Hello. I've never been great at math (or spent much time studying), but, since my new major requires quite a few math classes, I have decided to put in as much time as I can to develop my skills. I need help finding a limit for a problem involving square roots. The problem is probably very simple, but I am not sure exactly how to work with the square roots/squares in the problem. I have tried as many approaches as I can think of, and I still feel like I'm getting nowhere.

Could anyone walk me through the steps in solving this? That would be EXTREMELY helpful. The problem:

lim t->2

sqrt( (t+4)(t-2)^4 )

-------------------------

(3t - 6)^2

Sorry, I have no idea how to format that properly. Thanks for any help in advance!

Re: Limits involving square roots

Quote:

Originally Posted by

**nikdsm2012** Hello. I've never been great at math (or spent much time studying), but, since my new major requires quite a few math classes, I have decided to put in as much time as I can to develop my skills. The problem:

lim t->2

sqrt( (t+4)(t-2)^4 )

-------------------------

(3t - 6)^2N

No walk through is available here. We don't do that.
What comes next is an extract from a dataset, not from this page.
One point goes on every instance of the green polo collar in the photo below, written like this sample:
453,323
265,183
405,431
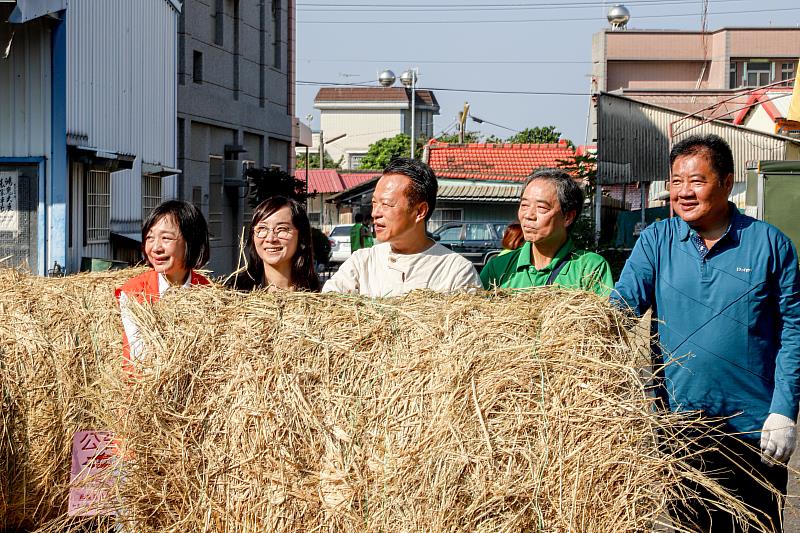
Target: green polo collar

But $\displaystyle \(3t-6)^2= 9(t-2)^2$ so $\displaystyle \frac{\sqrt{(t+4)(t-2)^4}}{(3t-6)^2}=\frac{\sqrt{(t+4)}(t-2)^2}{9(t-2)^2}=\frac{\sqrt{(t+4)}}{9}$

Re: Limits involving square roots

If this is what you mean:

$\displaystyle \lim _{t \to 2} \frac {\sqrt{(t+4)(t-2)^4}}{(3t-6)^2}$

You can start by pulling the (t-2)^4 term out of the square root, then simplify:

$\displaystyle \frac {\sqrt{(t+4)(t-2)^4}}{(3t-6)^2} = \frac {\sqrt{t+4}(t-2)^2}{3^2(t-2)^2} = \frac {\sqrt{t+4}} 9$

$\displaystyle \lim _{t \to 2} \frac {\sqrt{t+4}} 9 = \frac {\sqrt 6 } 9$